Cycloctenus paturau
- Conservation status: Naturally Uncommon (NZ TCS)

Scientific classification
- Kingdom: Animalia
- Phylum: Arthropoda
- Subphylum: Chelicerata
- Class: Arachnida
- Order: Araneae
- Infraorder: Araneomorphae
- Family: Cycloctenidae
- Genus: Cycloctenus
- Species: C. paturau
- Binomial name: Cycloctenus paturau Forster, 1979

= Cycloctenus paturau =

- Authority: Forster, 1979
- Conservation status: NU

Species of spider

Cycloctenus paturau is a species of Cycloctenidae spider endemic to New Zealand.

==Taxonomy==
This species was described in 1979 by Ray Forster from male and female specimens. The holotype is stored in the New Zealand Arthropod Collection under registration number NZAC03014961.

==Description==
The male is recorded at 11.8mm in length whereas the female is 10.8mm.

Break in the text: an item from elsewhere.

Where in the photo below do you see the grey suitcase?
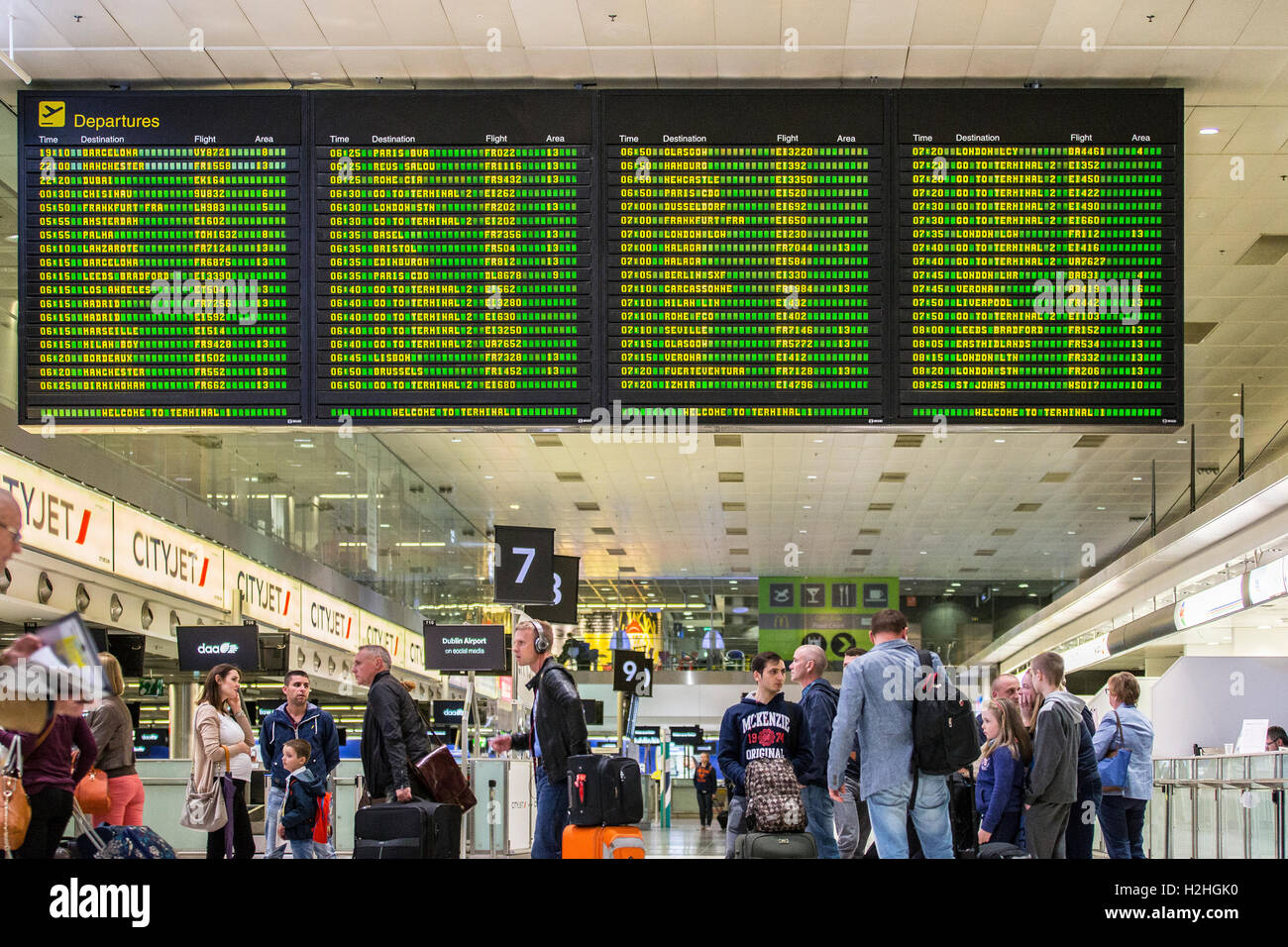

The body is coloured yellow brown and has very few dark markings.

==Distribution and habitat==
This species is only known from Nelson, New Zealand. It is apparently restricted to caves.

==Conservation status==
Under the New Zealand Threat Classification System, this species is listed as "Naturally Uncommon" with the qualifiers of "Range Restricted".